Why should they be saving money (for whatever) when you are just scraping by, because you look after their child free of charge? I don't get it.

If they paid you half what it would cost them for a childminder or nursery they you would both benefit and you could pay a babysitter when you wanted some time out.

CakeCuresAll · 01/08/2010 20:25

that's true - half wouldn't be that much considering what they would pay.

They won't get child care help through tax credits though because I'm a family member.

OP posts:
ChippingIn · 01/08/2010 20:33

CCA - I would ask around local childminders etc to see what the 'going rate' is first, then I guess make some consideration for the fact that they wont get the tax credits (I have no idea if they would qualify or what they would get, so can't help you there) then tell them this is how much you need from them.

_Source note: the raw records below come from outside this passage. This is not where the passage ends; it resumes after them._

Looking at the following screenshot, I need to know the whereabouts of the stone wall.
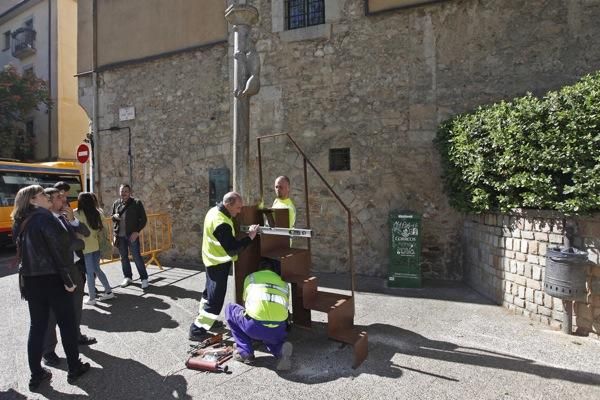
[463,212,600,336]
[88,44,232,263]
[243,0,600,279]
[82,0,600,279]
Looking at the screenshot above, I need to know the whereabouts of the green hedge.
[435,73,600,214]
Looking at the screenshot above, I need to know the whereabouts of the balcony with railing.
[12,27,36,58]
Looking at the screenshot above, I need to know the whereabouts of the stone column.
[225,4,260,202]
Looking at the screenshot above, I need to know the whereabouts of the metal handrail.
[256,133,355,297]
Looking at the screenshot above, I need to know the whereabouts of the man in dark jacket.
[43,188,96,367]
[112,184,148,289]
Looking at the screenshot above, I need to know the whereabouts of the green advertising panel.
[388,211,421,288]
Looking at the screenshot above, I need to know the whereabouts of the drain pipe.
[47,0,52,161]
[562,218,575,335]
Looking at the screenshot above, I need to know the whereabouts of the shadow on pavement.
[146,272,204,301]
[75,347,191,399]
[81,292,179,332]
[0,389,27,400]
[21,347,191,400]
[264,322,600,386]
[314,272,494,305]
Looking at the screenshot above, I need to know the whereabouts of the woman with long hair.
[75,192,115,305]
[11,185,90,390]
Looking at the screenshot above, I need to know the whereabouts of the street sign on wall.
[388,211,421,288]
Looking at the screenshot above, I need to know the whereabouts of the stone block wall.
[462,211,600,337]
[80,0,600,279]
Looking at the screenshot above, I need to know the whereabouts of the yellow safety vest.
[202,207,237,267]
[243,270,289,327]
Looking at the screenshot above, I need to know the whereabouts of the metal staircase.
[235,134,368,368]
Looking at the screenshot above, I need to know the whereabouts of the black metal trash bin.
[544,247,588,302]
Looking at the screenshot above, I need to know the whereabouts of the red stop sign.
[77,143,90,164]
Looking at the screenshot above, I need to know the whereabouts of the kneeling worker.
[225,260,293,371]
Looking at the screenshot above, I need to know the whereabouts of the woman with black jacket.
[11,185,90,390]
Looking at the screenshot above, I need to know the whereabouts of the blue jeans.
[119,236,148,280]
[83,250,111,299]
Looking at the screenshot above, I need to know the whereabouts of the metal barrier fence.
[100,214,172,269]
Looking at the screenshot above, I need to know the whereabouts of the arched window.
[285,0,325,29]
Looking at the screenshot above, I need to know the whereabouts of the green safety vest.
[243,270,289,327]
[271,197,296,228]
[202,207,237,267]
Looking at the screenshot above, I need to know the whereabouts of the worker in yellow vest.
[271,175,296,228]
[189,192,258,341]
[225,260,293,371]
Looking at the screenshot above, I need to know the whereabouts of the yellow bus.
[0,160,83,246]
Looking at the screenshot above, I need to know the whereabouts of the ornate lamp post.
[225,4,260,201]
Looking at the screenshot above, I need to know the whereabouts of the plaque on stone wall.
[388,211,421,288]
[365,0,447,15]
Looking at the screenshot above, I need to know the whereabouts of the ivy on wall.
[435,72,600,214]
[0,64,52,159]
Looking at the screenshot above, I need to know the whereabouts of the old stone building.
[78,0,600,279]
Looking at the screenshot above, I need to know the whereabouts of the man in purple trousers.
[225,262,293,371]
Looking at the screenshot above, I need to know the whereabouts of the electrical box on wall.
[208,168,230,207]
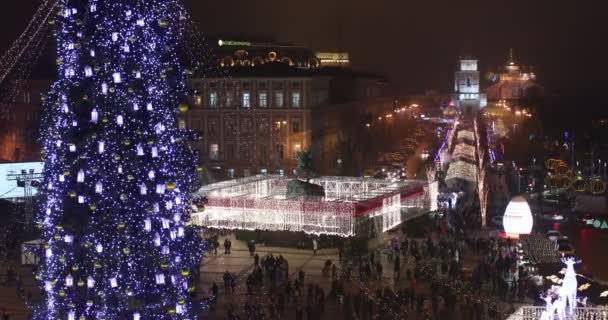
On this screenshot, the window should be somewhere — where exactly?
[291,92,300,108]
[226,93,232,108]
[291,121,300,133]
[258,92,268,108]
[259,145,268,163]
[276,144,284,160]
[224,144,235,161]
[292,143,302,159]
[241,92,251,108]
[274,92,285,108]
[209,143,220,160]
[239,145,251,162]
[209,92,217,108]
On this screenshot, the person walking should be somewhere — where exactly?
[394,255,401,279]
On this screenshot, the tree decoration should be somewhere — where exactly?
[34,0,202,320]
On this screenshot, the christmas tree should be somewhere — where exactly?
[35,0,202,320]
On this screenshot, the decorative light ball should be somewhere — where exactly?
[503,196,534,237]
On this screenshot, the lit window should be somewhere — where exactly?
[258,92,268,108]
[291,92,300,108]
[292,143,302,158]
[274,92,285,108]
[276,144,283,160]
[209,92,217,108]
[241,92,251,108]
[209,143,220,160]
[226,93,232,107]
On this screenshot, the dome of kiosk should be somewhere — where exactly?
[503,196,534,237]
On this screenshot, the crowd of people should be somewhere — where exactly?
[201,219,527,320]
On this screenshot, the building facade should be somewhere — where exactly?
[486,50,544,105]
[0,80,51,162]
[454,58,487,116]
[180,64,328,179]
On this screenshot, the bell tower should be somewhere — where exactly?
[454,57,487,116]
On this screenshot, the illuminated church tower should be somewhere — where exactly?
[454,58,487,116]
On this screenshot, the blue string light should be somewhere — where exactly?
[34,0,202,320]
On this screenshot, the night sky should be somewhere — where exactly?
[0,0,608,96]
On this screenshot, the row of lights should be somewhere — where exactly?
[365,103,425,128]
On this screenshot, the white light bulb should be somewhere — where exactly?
[156,273,165,284]
[112,72,122,83]
[76,169,84,183]
[87,276,95,288]
[154,232,160,247]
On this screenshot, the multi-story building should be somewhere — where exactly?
[454,58,487,115]
[0,80,51,162]
[180,63,329,178]
[486,50,544,105]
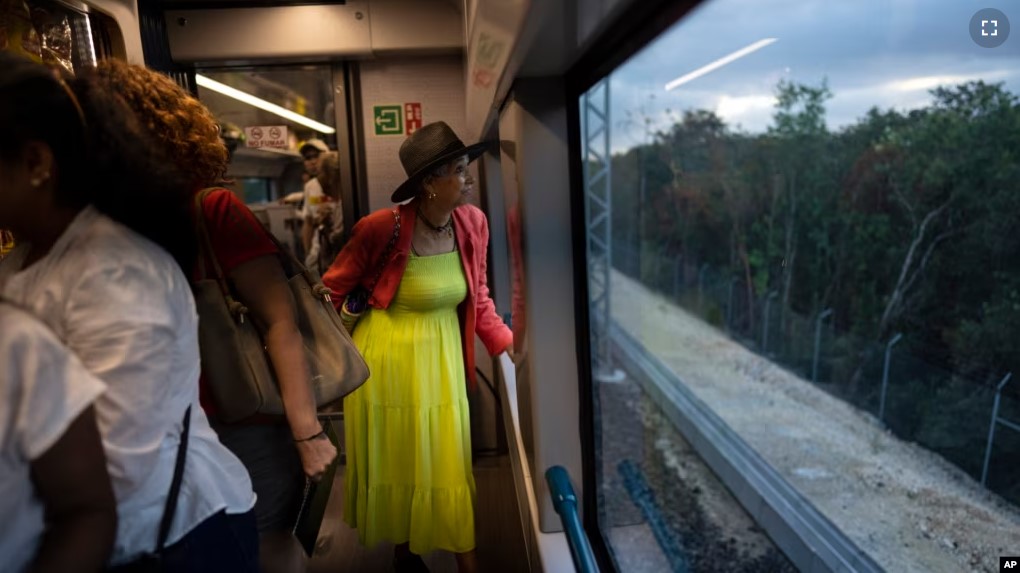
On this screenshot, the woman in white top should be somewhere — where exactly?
[0,302,117,573]
[0,54,258,572]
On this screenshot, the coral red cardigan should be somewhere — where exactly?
[322,202,513,388]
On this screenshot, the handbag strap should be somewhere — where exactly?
[195,187,233,301]
[195,187,330,303]
[156,405,191,555]
[368,206,400,295]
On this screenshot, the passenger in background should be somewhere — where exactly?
[323,121,513,572]
[0,302,117,573]
[0,54,258,572]
[298,139,329,253]
[98,60,337,532]
[306,151,344,274]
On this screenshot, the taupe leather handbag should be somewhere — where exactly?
[192,189,368,423]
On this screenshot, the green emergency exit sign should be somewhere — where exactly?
[372,105,404,136]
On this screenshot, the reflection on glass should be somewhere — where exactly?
[582,0,1020,571]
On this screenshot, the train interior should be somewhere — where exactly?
[0,0,1020,572]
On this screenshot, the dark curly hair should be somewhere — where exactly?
[0,53,197,269]
[96,60,230,191]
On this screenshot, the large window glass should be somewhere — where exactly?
[580,0,1020,572]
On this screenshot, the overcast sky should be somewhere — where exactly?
[610,0,1020,152]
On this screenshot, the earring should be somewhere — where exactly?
[29,171,50,187]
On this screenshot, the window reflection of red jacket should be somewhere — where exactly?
[322,202,513,387]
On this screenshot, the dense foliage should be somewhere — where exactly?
[612,82,1020,500]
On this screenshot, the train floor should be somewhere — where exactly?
[308,456,528,573]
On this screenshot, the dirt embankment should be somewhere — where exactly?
[612,272,1020,573]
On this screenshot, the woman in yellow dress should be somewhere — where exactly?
[323,121,513,572]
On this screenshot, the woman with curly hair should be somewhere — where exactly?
[97,60,337,532]
[0,53,258,572]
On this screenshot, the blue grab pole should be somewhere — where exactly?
[546,466,599,573]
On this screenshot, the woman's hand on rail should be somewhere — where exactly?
[295,434,337,481]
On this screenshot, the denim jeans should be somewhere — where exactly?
[107,510,259,573]
[162,510,259,573]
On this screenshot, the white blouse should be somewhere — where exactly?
[0,207,255,565]
[0,304,104,572]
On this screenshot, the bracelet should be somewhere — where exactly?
[294,429,325,444]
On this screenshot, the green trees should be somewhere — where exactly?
[613,82,1020,499]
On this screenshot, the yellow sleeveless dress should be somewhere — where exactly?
[344,251,474,555]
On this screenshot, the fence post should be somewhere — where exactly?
[726,277,737,331]
[811,308,832,383]
[878,332,903,421]
[762,291,779,356]
[698,263,708,312]
[673,257,683,301]
[981,372,1013,485]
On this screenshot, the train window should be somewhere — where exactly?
[579,0,1020,571]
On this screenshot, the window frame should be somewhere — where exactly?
[565,0,703,571]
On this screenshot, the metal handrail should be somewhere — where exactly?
[546,466,599,573]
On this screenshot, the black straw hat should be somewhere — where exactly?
[390,121,489,203]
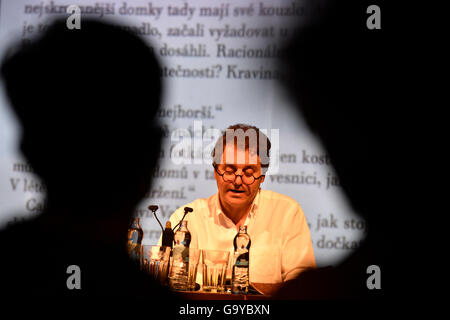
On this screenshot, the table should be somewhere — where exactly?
[175,291,270,300]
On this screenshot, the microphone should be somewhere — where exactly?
[173,207,194,230]
[147,205,164,231]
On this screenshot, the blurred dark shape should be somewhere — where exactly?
[0,19,171,301]
[277,1,398,299]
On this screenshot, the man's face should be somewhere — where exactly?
[214,145,264,208]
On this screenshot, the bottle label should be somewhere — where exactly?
[236,259,248,267]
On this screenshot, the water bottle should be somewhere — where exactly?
[231,226,251,294]
[169,221,191,290]
[127,218,144,263]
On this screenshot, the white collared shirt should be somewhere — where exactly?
[159,190,316,283]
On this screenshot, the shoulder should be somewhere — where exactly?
[260,189,301,210]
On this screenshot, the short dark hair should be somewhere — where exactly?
[211,123,271,174]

If they complain or say they are saving for the wedding - ask them why they think their wedding savings are more important than you buying things your DD needs - if they say but you are home anyway, tell them you could easily take on another child if you didn't have theirs, if they come up with any other complaints - ask them why that is your problem.

Please.... stop letting them treat you like a right mug.

CakeCuresAll · 02/08/2010 19:12

I did it!

Thanks for all your support ladies

After everyone's encouragement I finally decided to speak to sil just now when she came to pick up my DN.

I just explained that I was feeling pretty taken for granted and was getting a bit upset.

I told her that although I loved loved loved having my nephew - I was exhausted and would really love some time to myself and some support from them with my kids.

She apologised for letting me down yesterday and said she'd talk to my brother tonight about stuff.

I feel a bit more positive about it now. I really hope they take it on board as I was so uncomfortable raising it all - I felt a right moany bitch!

So thanks again!

OP posts:
echt · 02/08/2010 19:17

Well done, CCA. You're not a moany bitch.

Glad you feel better now, and hope this turns into some real improvements for you.